Marest entra au noviciat des Jésuites, à Paris, en octobre 1681 et durant les six années suivantes il enseigna à Vannes. Après quelques années additionnelles d’études à Bourges et à Paris, on le nommait au Canada en 1694. Une expédition, qui avait pour mission d’arracher la baie d’Hudson à l’emprise anglaise, s’organisait sous le commandement de Pierre Le Moyne d’Iberville. On y affecta Marest en qualité d’aumônier ; « contre mon inclination », a dit le jeune prêtre qui désirait avant tout œuvrer chez les Indiens.
L’expédition quitta Québec le 10 août, à bord de deux frégates, le Poli et la Salamandre. Marest, que sa nouvelle expérience intéressait vivement, rédigea, au jour le jour, une relation du voyage. Vers la fin du mois, les vaisseaux atteignirent le détroit qui menait à la baie d’Hudson et, le 24 septembre, ils entraient dans la rivière Bourbon (Nelson). La rivière Sainte-Thérèse (Hayes) se déversait aussi dans la baie à cet endroit et c’est sur la rive de cette rivière que les Anglais avaient érigé le fort York.

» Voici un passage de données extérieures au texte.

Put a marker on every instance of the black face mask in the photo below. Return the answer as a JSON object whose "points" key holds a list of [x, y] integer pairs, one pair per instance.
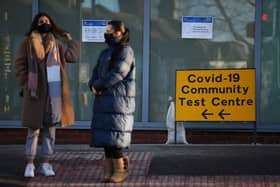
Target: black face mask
{"points": [[111, 40], [44, 28]]}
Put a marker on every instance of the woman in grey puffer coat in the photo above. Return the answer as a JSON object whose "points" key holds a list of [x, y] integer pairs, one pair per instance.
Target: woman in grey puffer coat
{"points": [[113, 84]]}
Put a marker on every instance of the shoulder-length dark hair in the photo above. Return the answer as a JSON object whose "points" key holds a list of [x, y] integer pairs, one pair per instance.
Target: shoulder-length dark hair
{"points": [[118, 25], [56, 30]]}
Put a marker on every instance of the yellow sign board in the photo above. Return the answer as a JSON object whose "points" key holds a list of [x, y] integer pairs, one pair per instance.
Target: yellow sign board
{"points": [[215, 95]]}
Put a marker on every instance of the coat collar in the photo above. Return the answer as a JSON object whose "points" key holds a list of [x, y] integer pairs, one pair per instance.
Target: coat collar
{"points": [[42, 46]]}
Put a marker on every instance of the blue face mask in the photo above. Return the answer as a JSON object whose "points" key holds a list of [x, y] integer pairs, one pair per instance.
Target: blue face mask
{"points": [[110, 39]]}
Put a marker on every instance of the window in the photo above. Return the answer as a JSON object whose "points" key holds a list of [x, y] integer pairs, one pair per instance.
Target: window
{"points": [[69, 14]]}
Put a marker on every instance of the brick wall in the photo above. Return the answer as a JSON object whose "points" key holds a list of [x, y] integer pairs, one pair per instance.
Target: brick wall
{"points": [[81, 136]]}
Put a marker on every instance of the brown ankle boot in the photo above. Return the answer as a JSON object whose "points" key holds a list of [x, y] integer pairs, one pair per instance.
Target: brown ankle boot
{"points": [[120, 167], [108, 170]]}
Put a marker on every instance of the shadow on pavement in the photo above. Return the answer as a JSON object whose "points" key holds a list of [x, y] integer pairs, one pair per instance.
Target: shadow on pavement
{"points": [[219, 160]]}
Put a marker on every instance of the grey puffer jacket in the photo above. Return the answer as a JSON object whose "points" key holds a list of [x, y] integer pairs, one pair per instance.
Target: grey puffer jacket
{"points": [[113, 110]]}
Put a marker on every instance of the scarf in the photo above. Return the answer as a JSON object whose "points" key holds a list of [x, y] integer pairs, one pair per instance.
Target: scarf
{"points": [[39, 49]]}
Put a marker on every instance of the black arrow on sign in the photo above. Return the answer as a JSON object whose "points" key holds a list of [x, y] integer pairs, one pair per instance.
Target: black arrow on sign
{"points": [[204, 114], [221, 114]]}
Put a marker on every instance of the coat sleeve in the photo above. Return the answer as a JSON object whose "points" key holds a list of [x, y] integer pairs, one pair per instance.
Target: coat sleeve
{"points": [[21, 71], [72, 52], [119, 72]]}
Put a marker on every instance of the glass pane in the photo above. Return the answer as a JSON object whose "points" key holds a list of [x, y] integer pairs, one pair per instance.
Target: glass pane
{"points": [[12, 30], [270, 62], [231, 46], [69, 14]]}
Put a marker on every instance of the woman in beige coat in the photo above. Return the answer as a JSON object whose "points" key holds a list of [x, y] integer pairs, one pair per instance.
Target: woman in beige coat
{"points": [[40, 69]]}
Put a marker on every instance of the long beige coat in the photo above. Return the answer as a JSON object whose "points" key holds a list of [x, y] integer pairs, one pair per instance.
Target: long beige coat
{"points": [[34, 109]]}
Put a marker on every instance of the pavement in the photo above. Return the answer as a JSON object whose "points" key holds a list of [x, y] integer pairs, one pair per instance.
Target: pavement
{"points": [[151, 165]]}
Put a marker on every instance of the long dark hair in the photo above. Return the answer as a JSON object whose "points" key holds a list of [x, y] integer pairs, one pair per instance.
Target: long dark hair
{"points": [[118, 25], [56, 30]]}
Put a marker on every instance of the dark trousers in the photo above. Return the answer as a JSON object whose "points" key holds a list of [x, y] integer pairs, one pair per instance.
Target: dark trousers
{"points": [[113, 152]]}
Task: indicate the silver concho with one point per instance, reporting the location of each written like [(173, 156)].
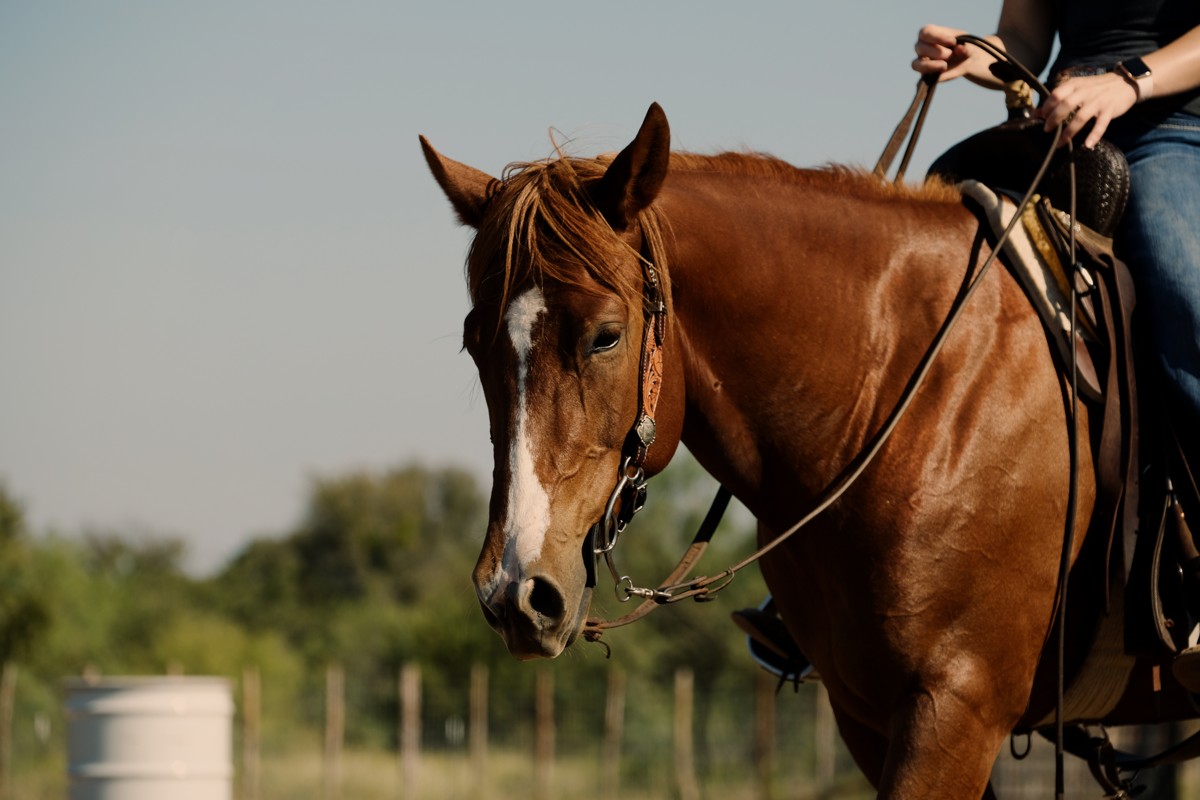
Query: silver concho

Le Poli mouilla dans la rivière Bourbon et la Salamandre, sous le commandement d’Iberville, mouilla dans la rivière Sainte-Thérèse « où je le suivis », écrivit Marest, et il ajoute : « notre vaisseau pensa périr » avant de finalement réussir à ancrer. Iberville pressa Marest, qui était fiévreux, de descendre à terre, mais le consciencieux jésuite refusa de quitter le navire en péril.
Les préparatifs du siège progressaient et Marest assuma sa part des travaux, pour la plupart assez étrangers à son ministère sacerdotal ; il aida à la construction des cabanes et au déchargement des navires. Le 13 octobre, les Français étaient prêts à bombarder le fort : ils sommèrent les Anglais de se rendre et, le lendemain matin, les assiégés, ayant à leur tête Thomas Walsh, le lieutenant Philip Parsons et Henry Kelsey, soumettaient leurs « conditions » rédigées en latin par le pasteur Thomas Anderson*. Gabriel Marest traduisit pour ses compatriotes les termes de la capitulation et les Français prirent officiellement possession du fort qu’ils rebaptisèrent fort Bourbon. Marest relate : « j’y dis la Messe [...] et nous y chantâmes le Te Deum » et « nous admirâmes la disposition merveilleuse de la Providence divine ».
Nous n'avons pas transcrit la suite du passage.